In previous studies of land use—travel behavior relationships, the residential location choice dimension is treated as exogenous and travel characteristics are often assumed to be affected by the attributes of the residential location. These studies often ignore the residential self-selection process that may be taking place in the housing market. Households/individuals may be locating in certain neighborhoods due to their lifestyle preferences, attitudes, values, and other unobserved factors. In the presence of such residential sorting effects, one may erroneously overestimate the impacts of built environment attributes on travel choices. In reality, individuals and households may simply be locating in neighborhoods that offer attributes consistent with their intrinsic preferences, attitudes, and values. More recent work in the field has recognized this important concept and begun to attempt to account for residential sorting effects in evaluating the impacts of the built environment on travel behavior.

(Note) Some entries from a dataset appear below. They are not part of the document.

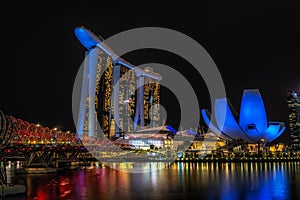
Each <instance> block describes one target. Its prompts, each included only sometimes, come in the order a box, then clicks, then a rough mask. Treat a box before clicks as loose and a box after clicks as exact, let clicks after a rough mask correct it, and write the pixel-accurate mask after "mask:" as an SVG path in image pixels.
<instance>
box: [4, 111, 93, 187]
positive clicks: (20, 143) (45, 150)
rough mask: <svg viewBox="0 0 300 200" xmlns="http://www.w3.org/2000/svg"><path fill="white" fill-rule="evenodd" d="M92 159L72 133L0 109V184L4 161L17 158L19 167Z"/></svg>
mask: <svg viewBox="0 0 300 200" xmlns="http://www.w3.org/2000/svg"><path fill="white" fill-rule="evenodd" d="M90 142H91V141H90ZM94 143H95V144H97V142H96V141H95V142H94ZM93 159H94V158H93V156H92V155H91V154H90V153H89V151H88V150H87V149H86V147H85V146H84V145H83V141H82V140H81V139H80V138H79V137H78V136H77V135H76V133H73V132H70V131H62V130H58V129H57V128H52V129H50V128H48V127H43V126H41V125H40V124H34V123H29V122H27V121H24V120H21V119H18V118H15V117H13V116H8V115H6V114H4V113H3V112H2V111H0V162H1V165H0V170H1V171H0V184H6V182H7V177H6V165H7V163H8V161H20V162H21V163H22V168H30V167H43V168H58V167H60V166H64V164H65V163H70V162H73V161H75V162H76V161H77V162H89V161H90V160H93Z"/></svg>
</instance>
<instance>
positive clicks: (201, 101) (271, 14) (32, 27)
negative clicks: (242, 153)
mask: <svg viewBox="0 0 300 200" xmlns="http://www.w3.org/2000/svg"><path fill="white" fill-rule="evenodd" d="M175 2H176V1H175ZM175 2H174V1H143V0H140V1H128V2H124V1H123V3H118V2H117V1H111V3H108V2H107V1H103V2H101V1H98V3H96V4H91V3H88V1H82V3H81V4H77V5H76V4H72V5H68V6H63V5H47V4H43V5H35V6H36V7H37V8H34V7H30V6H28V5H27V6H26V5H24V6H23V5H20V4H19V5H18V6H17V7H16V6H15V5H11V6H7V7H2V11H4V10H5V11H7V12H8V13H9V14H4V12H1V14H0V15H1V21H0V23H1V32H0V34H1V38H2V41H1V48H2V51H1V58H2V60H1V61H2V62H1V71H0V72H1V73H0V84H1V96H0V97H1V99H0V109H1V110H2V111H4V112H5V113H6V114H7V115H13V116H15V117H17V118H21V119H23V120H26V121H29V122H32V123H41V124H42V125H44V126H48V127H58V128H60V129H63V130H72V131H74V130H75V126H74V123H73V118H72V89H73V83H74V80H75V77H76V74H77V71H78V69H79V67H80V65H81V63H82V61H83V59H84V50H85V49H84V47H83V46H82V45H81V44H80V43H79V41H78V40H77V38H76V37H75V35H74V28H75V27H77V26H81V25H84V26H86V27H87V28H90V29H92V30H93V31H94V32H95V33H97V34H99V35H101V36H102V37H103V38H104V39H105V38H108V37H110V36H113V35H114V34H117V33H119V32H122V31H125V30H129V29H132V28H138V27H147V26H155V27H164V28H170V29H173V30H177V31H180V32H182V33H184V34H186V35H188V36H190V37H191V38H193V39H194V40H196V41H197V42H198V43H199V44H201V45H202V46H203V47H204V48H205V49H206V51H207V52H208V53H209V54H210V56H211V57H212V59H213V60H214V62H215V63H216V65H217V67H218V69H219V70H220V72H221V75H222V77H223V80H224V83H225V87H226V92H227V97H228V98H229V99H230V101H231V103H232V104H233V106H234V107H235V109H236V110H237V111H239V106H240V100H241V97H242V93H243V90H244V89H250V88H257V89H259V90H260V92H261V95H262V97H263V100H264V103H265V107H266V111H267V116H268V119H269V120H271V121H284V122H287V106H286V103H285V100H286V92H287V90H288V89H295V90H297V91H299V89H300V88H299V86H300V77H299V75H300V28H299V21H300V16H299V15H300V12H299V6H297V5H296V4H293V3H286V1H280V2H278V3H275V2H273V1H272V2H271V3H262V2H260V3H253V2H249V3H240V2H239V3H230V2H228V1H226V2H223V3H213V2H214V1H209V3H207V2H206V3H203V2H202V1H201V2H202V3H201V2H200V3H199V2H198V4H199V5H193V4H191V3H188V1H181V2H179V3H175ZM123 58H125V59H126V60H128V61H129V62H131V63H133V64H135V65H139V64H144V63H149V62H158V63H162V64H166V65H169V66H172V67H173V68H175V69H178V70H179V71H180V72H181V73H182V74H183V75H185V76H186V77H187V79H189V80H190V82H191V84H192V86H193V87H194V89H195V91H196V93H197V96H198V100H199V103H200V105H199V107H200V108H209V109H210V99H209V95H208V91H207V88H206V86H205V83H204V82H203V80H202V78H201V76H197V75H196V74H195V73H192V72H193V69H192V66H189V63H187V62H186V61H185V60H183V59H182V58H180V57H178V56H176V55H173V54H171V53H168V52H163V51H161V50H139V51H134V52H131V53H129V54H126V55H124V56H123ZM171 96H172V94H171V92H170V91H165V92H164V94H162V97H161V98H162V99H161V100H162V104H165V105H164V106H165V107H166V108H167V110H168V112H170V114H169V118H168V122H169V123H170V124H172V121H173V116H176V112H177V110H176V109H175V108H174V107H173V106H174V105H175V104H176V102H175V101H174V102H172V100H171V99H172V98H171ZM166 102H168V104H167V103H166ZM286 139H288V132H287V131H285V133H284V134H283V135H282V136H281V137H280V138H278V141H286Z"/></svg>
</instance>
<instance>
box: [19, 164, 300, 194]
mask: <svg viewBox="0 0 300 200" xmlns="http://www.w3.org/2000/svg"><path fill="white" fill-rule="evenodd" d="M124 165H126V166H125V167H128V165H132V163H125V164H124ZM161 165H164V167H162V166H161ZM145 166H146V167H153V168H154V169H156V168H158V169H159V170H153V171H152V172H151V171H148V172H146V173H127V172H124V171H121V170H115V169H112V168H109V167H106V166H100V167H99V168H92V169H78V170H70V171H66V172H61V173H57V174H47V175H45V174H39V175H33V174H32V175H16V176H15V178H14V180H15V183H16V184H19V183H23V184H25V185H26V194H25V196H26V197H23V196H19V197H18V199H38V200H40V199H51V200H52V199H76V200H77V199H78V200H81V199H88V200H90V199H122V200H123V199H190V198H191V197H194V198H198V199H221V200H234V199H238V200H239V199H245V200H248V199H249V200H250V199H264V200H268V199H300V186H299V184H300V162H287V163H284V162H282V163H280V162H278V163H276V162H274V163H271V162H269V163H172V164H170V165H168V164H164V163H145ZM297 184H298V185H297Z"/></svg>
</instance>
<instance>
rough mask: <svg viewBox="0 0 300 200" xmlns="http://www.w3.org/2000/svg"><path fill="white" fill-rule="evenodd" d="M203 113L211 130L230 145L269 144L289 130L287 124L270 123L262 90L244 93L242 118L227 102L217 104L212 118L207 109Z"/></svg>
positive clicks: (240, 107)
mask: <svg viewBox="0 0 300 200" xmlns="http://www.w3.org/2000/svg"><path fill="white" fill-rule="evenodd" d="M201 113H202V116H203V119H204V122H205V124H206V125H207V126H208V128H209V130H210V131H211V132H213V133H214V134H216V135H217V136H218V137H220V138H222V139H225V140H227V141H232V140H237V139H241V140H242V141H245V142H248V143H259V142H262V143H263V144H268V143H270V142H272V141H274V140H275V139H276V138H278V137H279V136H280V135H281V134H282V133H283V131H284V130H285V124H284V123H283V122H277V121H268V119H267V115H266V110H265V106H264V103H263V99H262V97H261V94H260V92H259V90H258V89H247V90H244V92H243V96H242V100H241V106H240V113H239V114H237V113H236V112H235V111H234V109H233V107H232V105H231V103H230V101H229V100H228V99H227V98H220V99H217V100H216V101H215V105H214V112H213V113H212V114H211V113H210V112H209V111H208V110H207V109H202V110H201Z"/></svg>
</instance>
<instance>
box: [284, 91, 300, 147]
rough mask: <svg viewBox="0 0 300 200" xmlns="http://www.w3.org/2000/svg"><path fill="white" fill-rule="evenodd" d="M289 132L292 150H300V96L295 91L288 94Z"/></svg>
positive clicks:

This paper presents a rigorous econometric methodological framework for simultaneously modeling residential location choice and commute mode choice, two endogenous unordered multinomial discrete choice variables, while accounting for both observed and unobserved heterogeneity in the choice processes. The model system is estimated on a sample of households and individuals residing in Alameda County who responded to the activity-based household travel survey conducted in the San Francisco Bay Area in 2000.

The model estimation results offer some key conclusions that shed additional light on the debate surrounding the land use—travel behavior relationship. First, it is found that there are significant observed factors contributing to residential self selection. It is found that households self select their residential location based on demographic characteristics such as auto and bicycle ownership, income, household size, and race. Second, and more importantly, the common error component on the total drive commute time variable supports the endogenous treatment of residential location choice in a simultaneous equations modeling framework. The negative error correlation associated with this variable suggests that there are unobserved factors that may increase (decrease) the sensitivity of households and individuals to overall commute time in their residential location decisions and also make them more (less) auto-oriented in their commute mode choice decisions. Third, and perhaps most importantly, the built environment attributes such as accessibility, density, and land use mix have significant impacts on commute mode choice even after controlling for residential sorting effects and unobserved taste variations that contribute to such effects.

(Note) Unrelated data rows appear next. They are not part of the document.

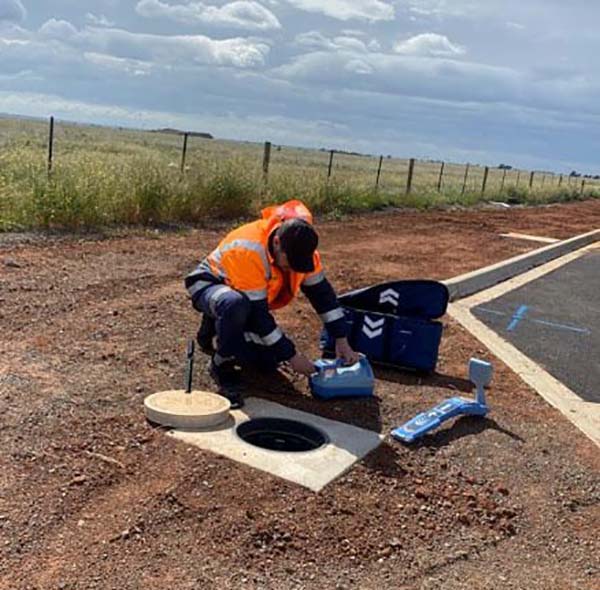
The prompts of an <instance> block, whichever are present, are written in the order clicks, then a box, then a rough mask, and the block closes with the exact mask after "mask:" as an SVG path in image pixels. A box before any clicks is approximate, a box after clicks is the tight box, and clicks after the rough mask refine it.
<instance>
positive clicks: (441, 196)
mask: <svg viewBox="0 0 600 590" xmlns="http://www.w3.org/2000/svg"><path fill="white" fill-rule="evenodd" d="M47 134H48V127H47V124H46V123H45V122H41V121H40V122H38V121H29V120H18V119H0V229H4V230H13V229H24V228H35V227H67V228H80V227H98V226H107V225H114V224H156V223H188V222H189V223H194V222H198V221H201V220H202V219H205V218H207V217H226V218H233V217H243V216H246V215H248V214H250V213H252V212H253V211H255V210H256V209H258V208H259V207H260V206H261V205H262V204H264V203H265V202H267V201H272V200H283V199H287V198H292V197H293V198H300V199H303V200H304V201H306V202H307V203H308V204H310V205H311V206H312V207H313V208H314V209H315V210H317V211H320V212H327V213H334V214H339V213H344V212H348V211H356V210H365V209H375V208H381V207H386V206H410V207H419V208H429V207H437V206H443V205H462V206H470V205H473V204H476V203H478V202H481V201H482V200H502V201H508V202H511V203H547V202H556V201H566V200H573V199H580V198H588V197H596V196H600V184H598V182H597V181H589V180H586V186H585V187H584V190H583V191H582V190H581V188H582V187H581V180H580V179H570V178H564V179H563V180H562V181H561V180H560V177H559V176H555V175H552V174H542V173H536V174H535V176H534V183H533V186H532V188H531V189H530V188H529V172H527V171H518V170H510V171H507V172H506V173H505V172H504V171H503V170H498V169H490V172H489V176H488V181H487V187H486V192H485V195H482V191H481V189H482V181H483V174H484V169H483V168H482V167H478V166H471V167H470V170H469V175H468V179H467V183H466V185H465V187H464V190H463V181H464V174H465V167H464V165H454V164H449V165H448V164H447V165H446V166H445V170H444V177H443V182H442V187H441V190H440V191H438V190H437V186H438V181H439V172H440V164H439V163H434V162H421V161H419V162H416V165H415V171H414V177H413V185H412V190H411V192H410V194H407V193H406V184H407V174H408V160H402V159H396V158H385V159H384V160H383V165H382V169H381V176H380V182H379V186H378V187H377V188H376V186H375V184H376V177H377V169H378V165H379V158H378V157H373V156H356V155H349V154H338V153H336V154H335V157H334V161H333V167H332V171H331V176H330V177H329V178H328V166H329V157H330V155H329V152H327V151H319V150H308V149H301V148H292V147H287V146H273V150H272V154H271V165H270V170H269V178H268V183H266V184H265V182H264V177H263V173H262V158H263V146H262V145H260V144H255V143H244V142H233V141H222V140H208V139H202V138H197V137H191V138H190V139H189V143H188V154H187V159H186V166H185V171H184V173H183V174H182V173H181V171H180V163H181V148H182V143H183V142H182V137H181V136H178V135H175V134H165V133H153V132H144V131H134V130H124V129H110V128H103V127H94V126H81V125H70V124H62V123H58V124H57V125H56V127H55V142H54V165H53V169H52V174H50V175H49V174H48V171H47V141H48V138H47Z"/></svg>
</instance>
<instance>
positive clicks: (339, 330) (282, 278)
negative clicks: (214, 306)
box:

From a policy perspective, the results suggest that built environment attributes are not truly exogenous in travel choice decisions made by individuals. Households and individuals are locating themselves in built (transportation) environments that are consistent with their lifestyle preferences, attitudes, and values. In other words, households and individuals are making residential location and travel choice decisions jointly as part of an overall lifestyle package. Nevertheless, the findings in this paper suggest that modifying the built environment can bring about changes in mode choice behavior as evidenced by the significance of these attributes in the commute mode choice model even after controlling for residential sorting effects.

This research can be extended in at least three directions. First, it is important to carryout a subsequent policy simulation study to: (1) assess the extent of the impact of built environment policies, and (2) to assess the benefits accrued by accounting for residential sorting effects. Second, use of rich data sets with attitudinal variables may enhance the understanding of the built environment—commute mode choice relationship. Third, the study relies upon statistical association between revealed choices as a means to assess the cause-and-effect relationship between the corresponding decisions. While such revealed choice data provides information on the observed decisions of decision-makers, it does not provide insights into the underlying behavioral processes that lead to those decisions (Ye et al. 2007). In order to clearly understand the underlying behavior, detailed data on behavioral processes and decision sequences is needed.